# Another Mario Movie



## DoggaDude (Sep 2, 2019)

You'd think that Super Mario Bros. would be a kick ass movie, right?

Watch the damn live action Mario movie. It's awful.

Ever since 1993, there was never another Super Mario movie again.




 
Oh what the f***.

That company that made those little yellow pieces of shits, Illumination.

What the hell, and why the hell Nintendo?!?!?

Why do we need a new Mario movie? The last one was shit!!!

Also, Illumination?!?!

"What Is the problem with Illumination?" You may ask, and well:



 

 

 

What I'm trying to say Is:



They make very awful movies.

Some movies are good, (ONLY THE ONES THAT AREN'T ANIMATED!) A shit ton of them are rubbish. Trash. Garbage. 
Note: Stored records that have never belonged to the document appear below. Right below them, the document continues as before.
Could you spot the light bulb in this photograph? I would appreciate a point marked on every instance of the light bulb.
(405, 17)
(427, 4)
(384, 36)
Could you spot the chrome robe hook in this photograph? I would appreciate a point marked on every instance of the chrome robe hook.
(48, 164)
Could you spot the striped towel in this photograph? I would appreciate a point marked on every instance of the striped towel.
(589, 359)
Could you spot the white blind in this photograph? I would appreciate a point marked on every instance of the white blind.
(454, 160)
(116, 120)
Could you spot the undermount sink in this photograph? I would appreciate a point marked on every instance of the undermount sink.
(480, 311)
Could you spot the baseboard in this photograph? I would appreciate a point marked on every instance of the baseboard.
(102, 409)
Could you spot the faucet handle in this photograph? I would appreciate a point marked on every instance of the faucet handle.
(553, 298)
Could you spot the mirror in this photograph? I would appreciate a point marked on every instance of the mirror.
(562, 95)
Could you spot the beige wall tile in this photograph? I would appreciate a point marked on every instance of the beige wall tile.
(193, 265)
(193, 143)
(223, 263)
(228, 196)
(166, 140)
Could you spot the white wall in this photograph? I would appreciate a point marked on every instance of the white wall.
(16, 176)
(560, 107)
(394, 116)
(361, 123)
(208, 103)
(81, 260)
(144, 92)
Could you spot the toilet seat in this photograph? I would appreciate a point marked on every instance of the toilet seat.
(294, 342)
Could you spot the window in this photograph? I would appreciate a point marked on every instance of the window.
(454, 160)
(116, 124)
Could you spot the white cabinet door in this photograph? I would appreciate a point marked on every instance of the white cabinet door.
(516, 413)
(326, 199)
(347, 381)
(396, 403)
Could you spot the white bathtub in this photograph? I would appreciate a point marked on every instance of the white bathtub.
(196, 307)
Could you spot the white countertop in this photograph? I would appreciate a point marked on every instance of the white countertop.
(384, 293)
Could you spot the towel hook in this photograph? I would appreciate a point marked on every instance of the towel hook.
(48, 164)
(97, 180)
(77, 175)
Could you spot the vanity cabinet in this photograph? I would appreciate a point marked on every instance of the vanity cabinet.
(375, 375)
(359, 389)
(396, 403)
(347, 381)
Like The Grinch, from 2018...wait! That movie doesn't even exist! Don't search It up, because It never happened! 

I wish It was never even was a thought.

But some movies, like I said, were good, but when was the last time they made a good movie?

HOLD ON A DAMN MINUTE! Illumination made the first Mario movie!

So that means...

Shit.







Now, I don't think the Mario movie will be awful, also, the Mario Movie Is coming out In f***ing 2022, so, basically, It would have been 29 years since the last Super Mario Movie. 

Damn.


----------



## supernintendo128 (Oct 13, 2019)

I was cautiously optimistic when I heard that Illumination would be doing it but Miyamoto would be on the project. Then I saw the trailer for the Grinch movie. Now I'm scared.

I don't even know if it will be laughably bad. I watched the Lorax movie for the memes, expecting it to suck, and it was one of the most boring animated films I have ever had the displeasure to sit through.


----------



## TastifulBurger (Oct 15, 2019)

If you look at how most of the human characters are designed in their films, there's only one character who I believe would capture Illumination's artstyle. Whether or not anyone would actually pay to see this movie and what it would be about would be a mystery.


----------



## jkjj (Oct 15, 2019)

what do you want, danny devito and daniel day lewis?
who cares? another flick not worth pirating, as 99.5% of movies since 2005


----------



## ChiefReginod (Oct 15, 2019)

Am I the only one that liked the first movie? It's maybe not a great _Mario_ movie but it has that same early-'90s cheesy cool charm as the first TMNT film.

Also there's actually some debate about why Nintendo left the film industry after. From everything that I've gathered, Nintendo were unaware of the creative liberties that the studios were going to take. Film adaptations always change character designs because that way they get a greater share of the licensing for toys and such, whereas if they were exact copies of Nintendo's original designs then that money would go straight to Nintendo. So after learning that lesson they didn't get back into the film industry until they could do it their way and protect their IPs (and also keep all of the licensing royalties).

Long story short, even if the new movie sucks it will probably at least be true to the original character designs.


----------